[PATCH] device-tree: Improve hwdom memory allocation for DMA

Michal Orzel posted 1 patch 2 weeks ago
Patches applied successfully (tree, apply log)
git fetch https://gitlab.com/xen-project/patchew/xen tags/patchew/20260417091155.39653-1-michal.orzel@amd.com
xen/common/device-tree/domain-build.c | 152 ++++++++++++++++----------
1 file changed, 96 insertions(+), 56 deletions(-)
[PATCH] device-tree: Improve hwdom memory allocation for DMA
Posted by Michal Orzel 2 weeks ago
When LLC coloring is enabled, the hardware domain gets memory from
host free regions rather than the fixed guest RAM banks.  The previous
code sorted these regions by descending size, which usually causes
high-address memory to be allocated first.

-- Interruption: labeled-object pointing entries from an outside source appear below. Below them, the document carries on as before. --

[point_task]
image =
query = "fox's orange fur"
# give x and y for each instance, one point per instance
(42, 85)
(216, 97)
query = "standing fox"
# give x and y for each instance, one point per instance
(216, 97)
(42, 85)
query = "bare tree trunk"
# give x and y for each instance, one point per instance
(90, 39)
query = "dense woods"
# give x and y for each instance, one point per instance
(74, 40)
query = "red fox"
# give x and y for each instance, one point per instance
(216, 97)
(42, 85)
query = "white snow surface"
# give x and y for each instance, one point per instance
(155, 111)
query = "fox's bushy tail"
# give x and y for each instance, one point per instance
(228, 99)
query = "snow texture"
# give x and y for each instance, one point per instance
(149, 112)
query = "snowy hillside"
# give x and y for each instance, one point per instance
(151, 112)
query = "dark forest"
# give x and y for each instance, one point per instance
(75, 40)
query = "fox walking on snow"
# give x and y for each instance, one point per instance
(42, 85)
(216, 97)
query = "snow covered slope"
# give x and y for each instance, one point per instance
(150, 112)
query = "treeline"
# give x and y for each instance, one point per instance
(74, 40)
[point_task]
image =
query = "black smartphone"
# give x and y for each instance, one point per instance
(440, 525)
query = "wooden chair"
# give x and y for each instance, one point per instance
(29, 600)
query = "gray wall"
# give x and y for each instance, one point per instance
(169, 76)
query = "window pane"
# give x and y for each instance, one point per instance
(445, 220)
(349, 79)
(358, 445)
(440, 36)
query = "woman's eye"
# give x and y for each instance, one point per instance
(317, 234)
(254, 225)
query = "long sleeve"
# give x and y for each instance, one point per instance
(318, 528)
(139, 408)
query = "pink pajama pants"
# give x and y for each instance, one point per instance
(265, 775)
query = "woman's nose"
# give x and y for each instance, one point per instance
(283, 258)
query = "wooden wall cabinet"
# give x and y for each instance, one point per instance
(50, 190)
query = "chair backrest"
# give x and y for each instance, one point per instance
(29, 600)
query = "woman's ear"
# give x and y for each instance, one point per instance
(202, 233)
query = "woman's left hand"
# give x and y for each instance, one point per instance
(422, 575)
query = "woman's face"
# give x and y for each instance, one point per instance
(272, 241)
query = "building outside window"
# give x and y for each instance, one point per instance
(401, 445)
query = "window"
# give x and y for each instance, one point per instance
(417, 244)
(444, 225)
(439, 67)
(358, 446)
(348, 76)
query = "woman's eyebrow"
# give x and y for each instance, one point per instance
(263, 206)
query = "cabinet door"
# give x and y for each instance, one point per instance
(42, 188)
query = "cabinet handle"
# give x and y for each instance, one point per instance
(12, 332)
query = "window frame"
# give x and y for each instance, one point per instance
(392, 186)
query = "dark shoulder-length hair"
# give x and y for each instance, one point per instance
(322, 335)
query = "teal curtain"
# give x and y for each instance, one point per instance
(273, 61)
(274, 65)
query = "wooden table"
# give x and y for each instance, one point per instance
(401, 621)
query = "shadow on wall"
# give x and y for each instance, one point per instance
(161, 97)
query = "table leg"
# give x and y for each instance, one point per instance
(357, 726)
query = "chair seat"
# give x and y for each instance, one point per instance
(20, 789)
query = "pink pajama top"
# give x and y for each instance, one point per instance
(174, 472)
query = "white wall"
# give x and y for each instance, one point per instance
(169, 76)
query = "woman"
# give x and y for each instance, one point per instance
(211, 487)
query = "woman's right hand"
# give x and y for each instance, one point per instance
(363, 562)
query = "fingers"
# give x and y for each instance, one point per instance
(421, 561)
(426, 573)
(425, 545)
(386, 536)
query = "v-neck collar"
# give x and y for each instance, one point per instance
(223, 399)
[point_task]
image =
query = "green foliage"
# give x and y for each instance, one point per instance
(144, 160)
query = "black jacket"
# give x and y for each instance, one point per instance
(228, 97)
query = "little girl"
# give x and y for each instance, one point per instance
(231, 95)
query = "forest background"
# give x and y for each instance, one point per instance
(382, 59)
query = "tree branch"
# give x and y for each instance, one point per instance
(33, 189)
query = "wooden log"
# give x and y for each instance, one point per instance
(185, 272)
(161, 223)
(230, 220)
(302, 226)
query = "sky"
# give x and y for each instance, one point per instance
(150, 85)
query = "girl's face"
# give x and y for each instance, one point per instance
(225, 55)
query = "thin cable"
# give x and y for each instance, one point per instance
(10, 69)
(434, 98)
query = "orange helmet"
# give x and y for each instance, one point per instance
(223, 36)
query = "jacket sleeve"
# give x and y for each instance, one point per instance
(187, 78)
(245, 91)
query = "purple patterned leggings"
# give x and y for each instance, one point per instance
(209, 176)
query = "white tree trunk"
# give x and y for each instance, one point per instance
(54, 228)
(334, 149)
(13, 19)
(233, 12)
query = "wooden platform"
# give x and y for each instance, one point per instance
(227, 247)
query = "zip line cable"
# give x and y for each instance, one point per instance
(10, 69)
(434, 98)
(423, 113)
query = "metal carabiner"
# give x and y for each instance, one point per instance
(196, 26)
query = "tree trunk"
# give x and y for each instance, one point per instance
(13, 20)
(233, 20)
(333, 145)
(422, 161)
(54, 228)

All allocated memory could reside above 4 GB leaving DMA non-functional
for devices with limited addressing capabilities.

Improve the handling as follows:
- Sort free regions by ascending address instead of descending size,
  so low-memory banks are allocated first,
- Skip banks smaller than 128 MB (or the total remaining allocation,
  whichever is less) until the first bank is placed, ensuring
  place_modules() has enough contiguous space,
- Extract the hardware domain allocation path into its own function
  (allocate_hwdom_memory) for clarity.

Signed-off-by: Michal Orzel <michal.orzel@amd.com>
---
 xen/common/device-tree/domain-build.c | 152 ++++++++++++++++----------
 1 file changed, 96 insertions(+), 56 deletions(-)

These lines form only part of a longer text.